If you ever doubted that glass-brick walls were making a comeback, this Neo-Brutalist restaurant in Manhattan should set you straight. Designed by the New York studio Billy Cotton, the Chinatown restaurant Bridges incorporates glass-brick walls and partitions to brighten and elevate the deep, narrow site.
Located in the Two Bridges neighbourhood, at the threshold of the Brooklyn and Manhattan bridges, the French-Basque restaurant is a collaboration between the Michelin-gilded chef Sam Lawrence and his partner Nicolas Mouchel, who wanted to present a lived-in European look with contemporary New World references. They brought in Cotton to design his first-ever restaurant interior.
Cotton seized on the area’s art deco heritage by introducing cherrywood to the 214-square-metre space.

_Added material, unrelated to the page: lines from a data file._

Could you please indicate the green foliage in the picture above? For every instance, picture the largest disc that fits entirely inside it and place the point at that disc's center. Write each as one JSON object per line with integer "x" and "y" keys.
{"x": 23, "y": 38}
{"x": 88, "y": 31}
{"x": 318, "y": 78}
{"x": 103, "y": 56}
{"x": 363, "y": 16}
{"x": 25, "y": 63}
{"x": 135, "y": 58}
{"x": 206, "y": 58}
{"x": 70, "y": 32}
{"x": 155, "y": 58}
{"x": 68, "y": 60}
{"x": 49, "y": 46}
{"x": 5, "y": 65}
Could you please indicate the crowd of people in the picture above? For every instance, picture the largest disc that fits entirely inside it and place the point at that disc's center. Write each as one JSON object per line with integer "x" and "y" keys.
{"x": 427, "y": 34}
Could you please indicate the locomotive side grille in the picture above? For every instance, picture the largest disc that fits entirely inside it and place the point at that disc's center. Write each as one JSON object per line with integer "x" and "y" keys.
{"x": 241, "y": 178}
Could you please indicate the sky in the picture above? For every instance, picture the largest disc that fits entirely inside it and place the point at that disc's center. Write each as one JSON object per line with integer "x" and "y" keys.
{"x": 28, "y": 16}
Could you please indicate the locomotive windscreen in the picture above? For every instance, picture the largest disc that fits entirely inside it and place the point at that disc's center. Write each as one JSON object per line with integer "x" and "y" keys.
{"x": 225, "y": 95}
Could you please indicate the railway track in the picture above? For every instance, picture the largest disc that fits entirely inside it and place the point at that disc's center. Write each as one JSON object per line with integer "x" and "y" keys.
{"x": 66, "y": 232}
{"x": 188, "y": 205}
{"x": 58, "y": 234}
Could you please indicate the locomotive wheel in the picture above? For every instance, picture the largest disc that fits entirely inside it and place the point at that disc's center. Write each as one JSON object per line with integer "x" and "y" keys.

The banquettes, bar, tables and trim are built from long, curved panels of the stuff, accented with black-leather cushions and white tablecloths. To complement the textured concrete walls and poured concrete floors, he sourced chrome light fixtures from locally based studio Blue Green Works and a few from vintage outlets.
Cotton’s design was inspired by Chatham Towers, a blocky, Brutalist apartment complex nearby built by Japanese-American architect George Shimamoto in the 1960s. The glass blocks echo the geometry of the building. And, counter-intuitively, they bring this new scheme up to date, providing a fresh and memorable motif.